Il Parma si trova così a 13 punti dopo 19 giornate, chiudendo al penultimo posto; meglio la Sampdoria invece che rafforza la 10ima posizione, chiudendo a 26 punti.

Coppa Italia, all’Inter il derby; passano Atalanta, Juve e Napoli

In Coppa Italia, 4 sono le sfide infrasettimanali. Si apre con il derby di Milano il martedì sera: l’Inter vince per 2-1 contro i cugini del Milan.

Al gol di Zlatan Ibrahimovic del 31esimo rispondono Romelu Lukaku dal dischetto (71esimo) e Christian Eriksen (90+7esimo) ancora da fermo, questa volta su punizione.

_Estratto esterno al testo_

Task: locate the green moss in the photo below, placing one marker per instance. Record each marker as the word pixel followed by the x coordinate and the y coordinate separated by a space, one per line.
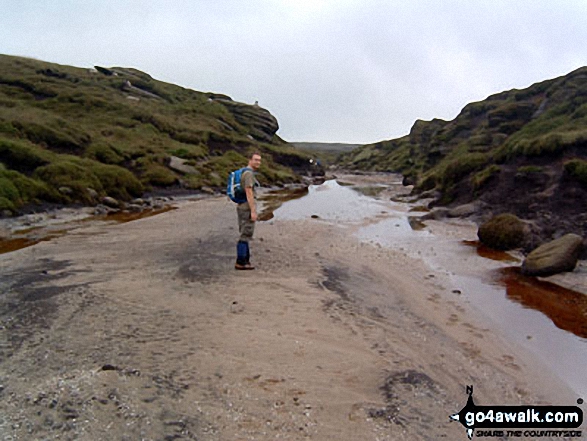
pixel 484 176
pixel 461 167
pixel 105 153
pixel 502 232
pixel 20 190
pixel 157 175
pixel 577 169
pixel 22 156
pixel 529 169
pixel 70 174
pixel 116 181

Complice l’espulsione di Zlatan Ibrahimovic, già innervosito per la quasi-rissa contro l’ex compagno di squadra Romelu Lukaku: sul web divampano le proteste, con le accuse di razzismo nei confronti dello svedese.

Mercoledì vanno di scena due partite. Alle 18:00, l’Atalanta batte la Lazio per 3-2, nonostante l’inferiorità numerica dal 53esimo. La rete del vantaggio è siglata da Aleksey Miranchuk al 57esimo. A nulla servono gli sforzi dei laziali, con i tentativi del subentrato Ciro Immobile: la Lazio è fuori dalla Coppa.

Alle 20:45, invece, la Juventus affronta la SPAL, unica squadra non di Serie A ancora in lotta. Tuttavia, la partita sembra, almeno per il risultato, pura formalità ed il passaggio del turno bianconero è sin da subito scontato.

Prima Alvaro Morata al 16esimo trasforma il rigore assegnatogli, poi Gianluca Frabotta al 33esimo e Dejan Kulusevski al 78esimo, concludendo con Federico Chiesa al 90+4esimo.

Il giovedì sera chiude il turno di Coppa Italia, con la partita Napoli-Spezia: i partenopei si riprendono la rivincita dopo la sconfitta subita in campionato qualche settimana fa, eliminando gli spezzini con il risultato di 4-2.

Nonostante le 4 reti iniziali, lo Spezia non sembra mollare e preoccupa il Napoli segnando al 71esimo ed al 73esimo. I campani sono però bravi a gestire il risultato e passano il turno.